FYI - after we returned from our trip to Hawai'i last month, I forwarded to Dr. Hazlett, lead author of the _Roadside Geology of Hawai'i_, my photo of the Kilauea lava filed showing the slumpage cracks that are less than 25 years old  (Click here.)  He was very interested and is apparently considering including the photo in a future edition of _Roadside Geology of Hawai'i_.


----------



## nicklinneh (Sep 14, 2007)

steve-
what an informative narrative on the K geology, detailing your great pictures. I hope you'll submit more like this. I'm sad I didn't know about the Roadside book when we went to BI in June. ---ken


----------



## T_R_Oglodyte (Sep 14, 2007)

With thanks to Greg G, who posted a Picasa photo album that has exactly the pic I was missing of the connection of the Makewehi Cliffs across Shipwreck Beach.

The pic below is from Greg's Picasa photo album, taken at "Hyatt end" of the Po'ipu Point resort grounds - i.e., the other side of the resort from where I took the picture I posted above.






The rocks in the foreground of Greg's picture are  Makewehi sandstones that originally were part of the same sand dune formation that formed the cliff on the other side of Shipwreck Beach that appears just on the right edge of Greg's picture. 
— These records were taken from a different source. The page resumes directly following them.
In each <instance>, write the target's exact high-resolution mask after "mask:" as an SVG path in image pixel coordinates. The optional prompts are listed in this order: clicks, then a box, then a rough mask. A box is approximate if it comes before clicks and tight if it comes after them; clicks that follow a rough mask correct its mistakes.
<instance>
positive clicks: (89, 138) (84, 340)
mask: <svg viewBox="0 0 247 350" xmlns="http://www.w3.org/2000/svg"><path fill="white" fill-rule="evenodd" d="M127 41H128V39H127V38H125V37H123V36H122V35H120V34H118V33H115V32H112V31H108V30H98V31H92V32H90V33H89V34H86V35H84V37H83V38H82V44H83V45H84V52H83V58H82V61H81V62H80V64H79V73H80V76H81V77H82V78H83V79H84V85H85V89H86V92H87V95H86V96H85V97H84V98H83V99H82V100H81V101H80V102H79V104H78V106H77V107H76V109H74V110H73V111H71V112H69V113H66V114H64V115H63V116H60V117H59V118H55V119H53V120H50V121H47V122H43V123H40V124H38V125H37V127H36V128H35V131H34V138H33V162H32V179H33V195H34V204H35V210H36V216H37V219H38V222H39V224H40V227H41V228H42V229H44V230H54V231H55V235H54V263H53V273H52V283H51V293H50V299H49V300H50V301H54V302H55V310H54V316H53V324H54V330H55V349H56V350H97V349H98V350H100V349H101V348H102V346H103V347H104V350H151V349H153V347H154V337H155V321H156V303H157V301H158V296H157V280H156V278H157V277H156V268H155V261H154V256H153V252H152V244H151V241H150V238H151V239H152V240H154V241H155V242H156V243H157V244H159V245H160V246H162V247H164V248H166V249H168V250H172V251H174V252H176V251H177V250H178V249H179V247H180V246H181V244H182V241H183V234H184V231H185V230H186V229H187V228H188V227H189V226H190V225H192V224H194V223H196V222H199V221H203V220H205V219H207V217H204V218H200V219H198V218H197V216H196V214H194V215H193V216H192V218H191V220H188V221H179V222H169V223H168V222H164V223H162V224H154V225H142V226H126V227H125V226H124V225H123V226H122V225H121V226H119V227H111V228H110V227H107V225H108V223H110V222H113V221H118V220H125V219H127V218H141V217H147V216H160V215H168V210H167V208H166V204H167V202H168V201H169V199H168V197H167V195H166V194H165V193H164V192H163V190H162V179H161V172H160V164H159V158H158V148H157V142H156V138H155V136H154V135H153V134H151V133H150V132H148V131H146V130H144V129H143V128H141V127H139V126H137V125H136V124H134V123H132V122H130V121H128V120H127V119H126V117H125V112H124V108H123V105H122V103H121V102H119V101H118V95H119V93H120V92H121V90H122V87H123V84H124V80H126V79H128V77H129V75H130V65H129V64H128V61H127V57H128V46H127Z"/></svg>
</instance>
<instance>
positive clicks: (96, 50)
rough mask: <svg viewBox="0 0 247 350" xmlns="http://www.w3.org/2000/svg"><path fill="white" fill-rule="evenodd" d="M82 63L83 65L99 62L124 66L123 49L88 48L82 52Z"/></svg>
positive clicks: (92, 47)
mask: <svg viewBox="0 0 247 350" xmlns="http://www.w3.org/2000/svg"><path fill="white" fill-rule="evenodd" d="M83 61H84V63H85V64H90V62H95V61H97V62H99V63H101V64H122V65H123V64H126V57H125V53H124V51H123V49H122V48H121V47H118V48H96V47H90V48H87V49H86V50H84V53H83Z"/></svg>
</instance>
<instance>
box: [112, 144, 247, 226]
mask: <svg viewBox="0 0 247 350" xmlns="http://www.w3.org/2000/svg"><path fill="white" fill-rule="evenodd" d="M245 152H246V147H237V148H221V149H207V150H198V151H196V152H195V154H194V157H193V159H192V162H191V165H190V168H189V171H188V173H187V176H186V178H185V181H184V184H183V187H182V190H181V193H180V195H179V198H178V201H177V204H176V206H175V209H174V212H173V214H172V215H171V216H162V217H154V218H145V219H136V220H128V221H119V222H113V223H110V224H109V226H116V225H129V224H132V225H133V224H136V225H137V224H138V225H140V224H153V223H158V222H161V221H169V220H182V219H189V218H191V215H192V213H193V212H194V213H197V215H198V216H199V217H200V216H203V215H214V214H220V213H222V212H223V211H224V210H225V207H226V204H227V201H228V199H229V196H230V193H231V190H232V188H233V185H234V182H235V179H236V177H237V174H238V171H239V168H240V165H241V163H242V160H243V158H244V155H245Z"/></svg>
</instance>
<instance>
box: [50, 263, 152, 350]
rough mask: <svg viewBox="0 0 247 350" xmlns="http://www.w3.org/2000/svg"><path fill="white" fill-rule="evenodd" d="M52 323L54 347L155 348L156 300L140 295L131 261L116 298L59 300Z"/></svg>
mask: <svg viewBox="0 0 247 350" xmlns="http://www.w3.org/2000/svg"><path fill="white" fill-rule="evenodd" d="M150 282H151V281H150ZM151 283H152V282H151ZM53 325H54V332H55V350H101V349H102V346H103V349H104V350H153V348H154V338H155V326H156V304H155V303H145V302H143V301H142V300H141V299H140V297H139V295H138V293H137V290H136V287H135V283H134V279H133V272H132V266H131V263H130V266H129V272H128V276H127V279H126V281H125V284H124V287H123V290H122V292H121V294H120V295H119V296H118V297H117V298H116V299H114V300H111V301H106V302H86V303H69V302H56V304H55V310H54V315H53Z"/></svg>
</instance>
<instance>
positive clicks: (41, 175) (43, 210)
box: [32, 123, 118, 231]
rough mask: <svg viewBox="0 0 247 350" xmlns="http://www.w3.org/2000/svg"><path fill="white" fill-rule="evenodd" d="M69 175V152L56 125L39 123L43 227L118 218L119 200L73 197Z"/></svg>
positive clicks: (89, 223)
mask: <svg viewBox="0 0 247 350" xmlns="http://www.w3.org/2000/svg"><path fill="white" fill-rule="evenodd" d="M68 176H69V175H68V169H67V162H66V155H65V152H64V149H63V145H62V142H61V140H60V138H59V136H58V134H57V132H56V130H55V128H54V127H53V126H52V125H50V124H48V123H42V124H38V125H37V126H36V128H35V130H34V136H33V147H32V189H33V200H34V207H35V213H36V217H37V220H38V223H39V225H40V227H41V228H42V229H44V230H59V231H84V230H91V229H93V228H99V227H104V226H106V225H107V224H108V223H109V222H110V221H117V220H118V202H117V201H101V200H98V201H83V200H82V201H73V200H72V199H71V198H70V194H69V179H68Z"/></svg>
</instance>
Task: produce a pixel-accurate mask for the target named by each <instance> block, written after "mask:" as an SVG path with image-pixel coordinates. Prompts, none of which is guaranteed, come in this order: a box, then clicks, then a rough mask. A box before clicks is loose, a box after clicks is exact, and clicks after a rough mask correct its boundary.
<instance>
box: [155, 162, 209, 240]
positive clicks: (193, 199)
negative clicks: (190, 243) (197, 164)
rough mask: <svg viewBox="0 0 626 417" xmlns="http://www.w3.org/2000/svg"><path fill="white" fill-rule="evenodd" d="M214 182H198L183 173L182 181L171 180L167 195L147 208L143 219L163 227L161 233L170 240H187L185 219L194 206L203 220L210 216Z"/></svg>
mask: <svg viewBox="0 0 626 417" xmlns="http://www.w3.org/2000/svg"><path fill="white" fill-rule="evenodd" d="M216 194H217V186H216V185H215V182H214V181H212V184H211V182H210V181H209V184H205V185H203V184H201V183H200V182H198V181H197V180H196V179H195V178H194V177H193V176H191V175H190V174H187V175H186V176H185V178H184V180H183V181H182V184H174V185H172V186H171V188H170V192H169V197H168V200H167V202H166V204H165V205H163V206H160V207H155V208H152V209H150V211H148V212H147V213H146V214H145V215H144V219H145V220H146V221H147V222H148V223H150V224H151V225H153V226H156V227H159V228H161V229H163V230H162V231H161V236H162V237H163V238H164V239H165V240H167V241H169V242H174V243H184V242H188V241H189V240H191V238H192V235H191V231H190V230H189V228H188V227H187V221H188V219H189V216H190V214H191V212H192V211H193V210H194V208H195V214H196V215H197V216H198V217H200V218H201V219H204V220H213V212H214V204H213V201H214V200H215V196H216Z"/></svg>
Shipwreck Beach was formed when the ocean breached the cliffs.  The ocean likely broke through here because this was a low spot in the dunes, as indicted the by the difference in elevation between the spot where Greg took the picture and the top of the cliff on the other side of the Bay.  Also, the Koloa lava flows behind the dunes (i.e., in front of the Hyatt) don't appear to have been as thick as they are at the Sunterra Poi'pu Point resort.  That also would have made it easier for the waves to cut a new bay where Shipwreck Beach is now. In contrast the lava between Brennecke's Beach and the Hyatt resort was thicker and resisted erosion, so that area now juts in the water as a point of land (and creating the wonderful views, with the crashing waves, and great turtle habitat).


----------



## dmharris (Nov 1, 2007)

Steve,

Thanks for this great lesson.  We were over at the Po'ipu resort for a timeshare tour and were wowed by this beach, the view, the turtles, etc.  Great to have the geological history behind it.


----------